- Born: 1841 Willimantic, Connecticut, US
- Died: 1870 (aged 28–29) Caldera, Chile
- Buried: Windham, Connecticut, US
- Allegiance: United States
- Branch: United States Army
- Rank: Corporal
- Unit: Company L, 1st New Jersey Volunteer Cavalry
- Conflicts: American Civil War
- Awards: Medal of Honor

= William B. Hooper =

American Civil War Medal of Honor recipient

William B. Hooper (1841 - January 16, 1870) was a Union Army soldier in the American Civil War who received the U.S. military's highest decoration, the Medal of Honor.

Hooper was born in Willimantic, Connecticut. He was awarded the Medal of Honor for extraordinary heroism shown on March 31, 1865, while serving as a corporal with Company L, 1st New Jersey Volunteer Cavalry, at Chamberlains Creek, Virginia. His Medal of Honor was issued on July 3, 1865.

He died at the age of 29, on January 16, 1870, in Caldera, Chile. An "In Memory Of" government-issued headstone is in the family plot at the Old Willimantic Cemetery in Windham, Connecticut. His exact burial location is unknown.

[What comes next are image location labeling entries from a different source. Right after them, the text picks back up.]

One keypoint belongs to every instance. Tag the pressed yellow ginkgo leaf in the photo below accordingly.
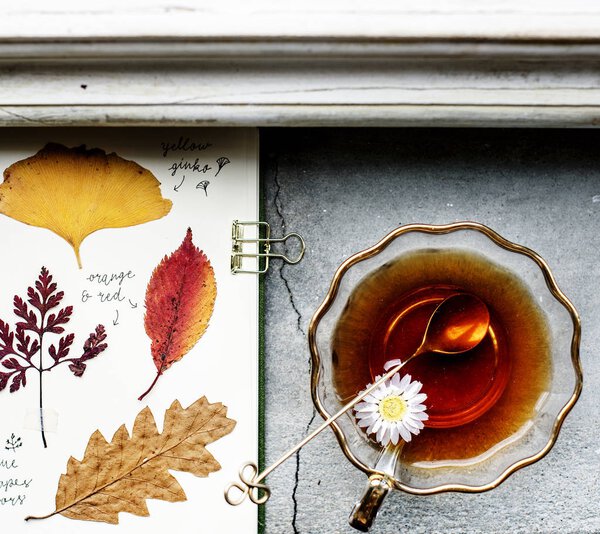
(74, 191)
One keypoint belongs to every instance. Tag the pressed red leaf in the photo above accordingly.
(180, 299)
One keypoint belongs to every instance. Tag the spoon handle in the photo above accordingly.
(247, 484)
(379, 484)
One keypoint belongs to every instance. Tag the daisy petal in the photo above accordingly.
(404, 433)
(412, 390)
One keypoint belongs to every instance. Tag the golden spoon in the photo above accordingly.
(457, 325)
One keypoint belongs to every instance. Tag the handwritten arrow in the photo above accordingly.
(178, 186)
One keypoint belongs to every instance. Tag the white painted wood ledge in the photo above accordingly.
(264, 63)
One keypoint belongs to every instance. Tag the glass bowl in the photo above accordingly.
(436, 247)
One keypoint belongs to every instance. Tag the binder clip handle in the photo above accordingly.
(259, 247)
(283, 239)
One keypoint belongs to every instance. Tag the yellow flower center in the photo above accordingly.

==Medal of Honor citation==

The President of the United States of America, in the name of Congress, takes pleasure in presenting the Medal of Honor to Corporal William B. Hooper, United States Army, for extraordinary heroism on 31 March 1865, while serving with Company L, 1st New Jersey Cavalry, in action at Chamberlain's Creek, Virginia. With the assistance of a comrade, Corporal Hooper headed off the advance of the enemy, shooting two of his Color Bearers; also posted himself between the enemy and the lead horses of his own command, thus saving the herd from capture.